The enthusiasm around computer-use agents carries a real shadow: trust. Allowing an AI model to operate applications, access files, and take actions on your behalf requires a level of confidence in the system's reliability and integrity that current AI cannot fully justify. Anthropic's own candour about evolving threats is welcome, but it raises questions about what those threats look like in practice.

There are several plausible failure modes that any enterprise user should understand before granting broad permissions:

• Misinterpreted instructions leading to deleted files or incorrect form submissions
• Draft emails sent prematurely due to ambiguous task framing
• Prompt injection attacks, where malicious content in a webpage or document tricks the agent into taking unintended actions
• Cascading errors in multi-step workflows where an early mistake compounds downstream

Prompt injection in particular is a well-documented concern in the AI security research community, and Anthropic has not detailed how its safeguards address this specific threat vector.
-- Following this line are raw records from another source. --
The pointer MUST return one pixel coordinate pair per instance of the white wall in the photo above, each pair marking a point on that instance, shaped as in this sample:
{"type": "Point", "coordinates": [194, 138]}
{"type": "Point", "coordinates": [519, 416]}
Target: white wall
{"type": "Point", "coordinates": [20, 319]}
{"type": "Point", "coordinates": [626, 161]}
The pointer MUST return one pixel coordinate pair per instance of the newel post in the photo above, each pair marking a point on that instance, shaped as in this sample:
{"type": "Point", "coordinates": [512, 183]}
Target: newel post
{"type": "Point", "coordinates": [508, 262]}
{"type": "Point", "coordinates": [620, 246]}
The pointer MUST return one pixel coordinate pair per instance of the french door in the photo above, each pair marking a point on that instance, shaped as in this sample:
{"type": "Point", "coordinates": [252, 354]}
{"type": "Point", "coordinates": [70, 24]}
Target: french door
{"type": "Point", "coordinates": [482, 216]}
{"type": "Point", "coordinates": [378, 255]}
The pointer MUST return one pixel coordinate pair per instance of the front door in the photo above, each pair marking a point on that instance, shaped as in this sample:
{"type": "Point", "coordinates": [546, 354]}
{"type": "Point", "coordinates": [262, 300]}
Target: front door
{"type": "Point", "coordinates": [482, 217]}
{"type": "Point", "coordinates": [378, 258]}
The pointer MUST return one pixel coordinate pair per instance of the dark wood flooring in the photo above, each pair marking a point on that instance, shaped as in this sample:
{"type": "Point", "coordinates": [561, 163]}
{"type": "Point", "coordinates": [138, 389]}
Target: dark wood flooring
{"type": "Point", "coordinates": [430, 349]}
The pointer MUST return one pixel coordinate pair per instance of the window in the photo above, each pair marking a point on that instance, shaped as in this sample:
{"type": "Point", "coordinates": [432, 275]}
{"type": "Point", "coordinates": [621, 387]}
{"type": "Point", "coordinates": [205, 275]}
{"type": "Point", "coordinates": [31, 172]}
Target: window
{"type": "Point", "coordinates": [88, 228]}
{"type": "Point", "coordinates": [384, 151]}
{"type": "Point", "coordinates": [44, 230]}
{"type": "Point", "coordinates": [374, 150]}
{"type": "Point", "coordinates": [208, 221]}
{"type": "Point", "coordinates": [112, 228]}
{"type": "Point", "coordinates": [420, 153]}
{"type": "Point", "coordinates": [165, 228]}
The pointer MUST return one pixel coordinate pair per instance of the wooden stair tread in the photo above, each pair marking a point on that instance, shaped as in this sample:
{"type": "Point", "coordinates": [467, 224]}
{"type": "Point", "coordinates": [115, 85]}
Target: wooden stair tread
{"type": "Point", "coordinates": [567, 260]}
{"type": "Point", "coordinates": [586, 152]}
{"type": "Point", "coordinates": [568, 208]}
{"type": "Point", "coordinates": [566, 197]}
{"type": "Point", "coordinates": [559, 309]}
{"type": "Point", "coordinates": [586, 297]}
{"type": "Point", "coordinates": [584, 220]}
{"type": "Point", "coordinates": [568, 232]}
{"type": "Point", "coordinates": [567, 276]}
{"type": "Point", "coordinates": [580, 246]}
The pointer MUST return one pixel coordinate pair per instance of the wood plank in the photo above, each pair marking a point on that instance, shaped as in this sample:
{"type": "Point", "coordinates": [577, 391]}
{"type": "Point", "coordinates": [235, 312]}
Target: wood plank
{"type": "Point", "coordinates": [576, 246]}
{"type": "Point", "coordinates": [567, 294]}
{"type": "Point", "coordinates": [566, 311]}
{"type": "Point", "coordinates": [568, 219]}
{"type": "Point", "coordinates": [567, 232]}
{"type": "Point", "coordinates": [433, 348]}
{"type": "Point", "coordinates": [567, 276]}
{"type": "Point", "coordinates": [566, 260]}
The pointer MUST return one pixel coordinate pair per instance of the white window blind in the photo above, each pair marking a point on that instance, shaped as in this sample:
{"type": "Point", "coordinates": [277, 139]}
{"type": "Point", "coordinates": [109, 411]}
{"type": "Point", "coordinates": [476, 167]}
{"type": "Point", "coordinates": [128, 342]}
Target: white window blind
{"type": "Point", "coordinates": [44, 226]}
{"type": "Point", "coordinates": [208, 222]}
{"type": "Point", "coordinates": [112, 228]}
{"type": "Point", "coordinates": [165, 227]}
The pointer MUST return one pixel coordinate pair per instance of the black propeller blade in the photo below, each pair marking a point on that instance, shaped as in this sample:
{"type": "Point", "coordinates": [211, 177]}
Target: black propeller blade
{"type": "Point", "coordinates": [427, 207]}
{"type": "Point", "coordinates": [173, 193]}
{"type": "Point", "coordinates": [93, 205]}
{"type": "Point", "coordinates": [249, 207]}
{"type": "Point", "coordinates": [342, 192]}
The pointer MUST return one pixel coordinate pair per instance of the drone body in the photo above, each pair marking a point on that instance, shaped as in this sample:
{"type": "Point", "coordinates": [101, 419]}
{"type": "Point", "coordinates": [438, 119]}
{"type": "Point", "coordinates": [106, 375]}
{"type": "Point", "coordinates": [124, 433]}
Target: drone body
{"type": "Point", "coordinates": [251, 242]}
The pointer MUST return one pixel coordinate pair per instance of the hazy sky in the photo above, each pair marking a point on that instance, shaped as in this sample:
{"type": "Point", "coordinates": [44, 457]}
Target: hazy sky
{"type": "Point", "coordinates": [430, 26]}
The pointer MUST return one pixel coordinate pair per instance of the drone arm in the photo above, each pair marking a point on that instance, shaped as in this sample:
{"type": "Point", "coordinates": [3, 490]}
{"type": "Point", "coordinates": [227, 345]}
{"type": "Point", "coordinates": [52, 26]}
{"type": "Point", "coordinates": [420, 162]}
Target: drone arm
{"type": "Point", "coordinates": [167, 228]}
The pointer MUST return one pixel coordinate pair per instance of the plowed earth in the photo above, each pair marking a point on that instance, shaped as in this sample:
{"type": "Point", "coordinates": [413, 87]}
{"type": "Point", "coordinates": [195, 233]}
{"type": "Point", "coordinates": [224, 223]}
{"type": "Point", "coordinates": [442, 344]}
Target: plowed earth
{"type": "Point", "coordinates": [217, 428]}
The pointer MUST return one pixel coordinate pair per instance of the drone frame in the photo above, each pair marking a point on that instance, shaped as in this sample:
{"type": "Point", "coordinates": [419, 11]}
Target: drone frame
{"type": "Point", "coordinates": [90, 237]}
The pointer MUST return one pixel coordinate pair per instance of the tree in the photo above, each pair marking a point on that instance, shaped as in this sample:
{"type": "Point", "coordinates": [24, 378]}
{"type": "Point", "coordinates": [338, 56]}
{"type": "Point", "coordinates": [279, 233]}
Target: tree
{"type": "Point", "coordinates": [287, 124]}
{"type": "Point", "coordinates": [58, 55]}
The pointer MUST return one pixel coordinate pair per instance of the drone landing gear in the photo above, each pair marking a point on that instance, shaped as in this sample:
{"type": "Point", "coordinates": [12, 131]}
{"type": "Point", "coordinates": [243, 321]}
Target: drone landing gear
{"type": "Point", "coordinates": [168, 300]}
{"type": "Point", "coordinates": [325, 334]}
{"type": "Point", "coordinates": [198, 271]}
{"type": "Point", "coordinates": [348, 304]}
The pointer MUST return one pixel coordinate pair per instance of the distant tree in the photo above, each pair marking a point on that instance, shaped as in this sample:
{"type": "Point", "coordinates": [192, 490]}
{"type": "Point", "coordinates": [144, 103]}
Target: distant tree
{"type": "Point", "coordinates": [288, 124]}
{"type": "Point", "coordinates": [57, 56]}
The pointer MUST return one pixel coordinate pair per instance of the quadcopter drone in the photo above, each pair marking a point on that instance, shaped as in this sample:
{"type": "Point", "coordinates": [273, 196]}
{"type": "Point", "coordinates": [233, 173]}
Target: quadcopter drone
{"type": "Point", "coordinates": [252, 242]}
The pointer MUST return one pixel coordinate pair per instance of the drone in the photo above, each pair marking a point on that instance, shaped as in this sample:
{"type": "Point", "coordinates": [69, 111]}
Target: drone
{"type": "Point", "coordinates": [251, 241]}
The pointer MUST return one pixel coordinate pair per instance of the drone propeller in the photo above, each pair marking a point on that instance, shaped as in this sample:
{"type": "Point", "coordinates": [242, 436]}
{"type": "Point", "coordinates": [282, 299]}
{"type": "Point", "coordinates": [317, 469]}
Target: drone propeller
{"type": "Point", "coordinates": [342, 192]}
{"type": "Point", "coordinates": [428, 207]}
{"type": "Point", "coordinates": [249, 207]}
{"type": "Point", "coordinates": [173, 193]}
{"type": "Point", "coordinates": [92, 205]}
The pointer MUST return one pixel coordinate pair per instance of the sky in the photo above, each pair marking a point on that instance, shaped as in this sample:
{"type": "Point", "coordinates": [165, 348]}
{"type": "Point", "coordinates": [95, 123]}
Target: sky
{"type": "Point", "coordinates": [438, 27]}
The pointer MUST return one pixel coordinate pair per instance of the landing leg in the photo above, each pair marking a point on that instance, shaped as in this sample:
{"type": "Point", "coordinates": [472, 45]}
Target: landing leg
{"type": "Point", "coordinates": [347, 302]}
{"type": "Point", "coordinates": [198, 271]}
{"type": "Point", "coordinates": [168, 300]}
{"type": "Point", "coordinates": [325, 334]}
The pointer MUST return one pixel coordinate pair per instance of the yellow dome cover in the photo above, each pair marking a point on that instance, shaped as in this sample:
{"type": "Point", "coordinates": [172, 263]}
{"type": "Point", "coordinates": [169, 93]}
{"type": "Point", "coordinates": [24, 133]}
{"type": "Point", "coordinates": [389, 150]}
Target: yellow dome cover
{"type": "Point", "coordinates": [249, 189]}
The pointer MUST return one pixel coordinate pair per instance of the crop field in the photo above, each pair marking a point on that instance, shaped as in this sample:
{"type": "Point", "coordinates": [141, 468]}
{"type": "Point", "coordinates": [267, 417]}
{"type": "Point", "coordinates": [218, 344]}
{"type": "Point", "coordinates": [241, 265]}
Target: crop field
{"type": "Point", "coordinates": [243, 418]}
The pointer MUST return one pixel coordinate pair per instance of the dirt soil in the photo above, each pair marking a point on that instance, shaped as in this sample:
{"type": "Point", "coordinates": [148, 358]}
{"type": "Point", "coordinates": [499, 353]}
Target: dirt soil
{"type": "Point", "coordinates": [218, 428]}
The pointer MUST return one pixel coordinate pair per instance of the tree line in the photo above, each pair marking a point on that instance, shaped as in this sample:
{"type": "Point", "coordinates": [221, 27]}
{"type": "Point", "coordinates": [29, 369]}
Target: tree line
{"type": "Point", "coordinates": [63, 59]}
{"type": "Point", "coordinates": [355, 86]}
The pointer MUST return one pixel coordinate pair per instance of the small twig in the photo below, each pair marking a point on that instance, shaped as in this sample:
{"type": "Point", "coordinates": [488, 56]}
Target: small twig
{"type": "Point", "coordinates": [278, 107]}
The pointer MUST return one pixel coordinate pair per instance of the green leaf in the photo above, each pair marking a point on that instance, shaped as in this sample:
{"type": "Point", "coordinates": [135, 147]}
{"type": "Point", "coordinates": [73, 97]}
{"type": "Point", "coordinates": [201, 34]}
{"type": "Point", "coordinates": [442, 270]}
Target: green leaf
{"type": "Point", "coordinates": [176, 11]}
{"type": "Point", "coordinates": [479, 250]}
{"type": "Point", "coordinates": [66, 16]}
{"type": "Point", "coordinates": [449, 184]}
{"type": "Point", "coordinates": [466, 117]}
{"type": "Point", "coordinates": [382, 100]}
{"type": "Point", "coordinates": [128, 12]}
The permission-gate model, which requires Claude to request approval before accessing new applications, is a sensible starting point. But for power users who grant broad permissions up front, that safety net effectively disappears. This is the core tension in agentic AI: the more autonomous the agent, the more useful it becomes, and the more damage it can do when something goes wrong.

European organisations deploying these tools at scale will need answers to questions that neither Anthropic nor the broader industry has fully resolved. The capability is here. The governance framework, at both the product and regulatory level, is still catching up.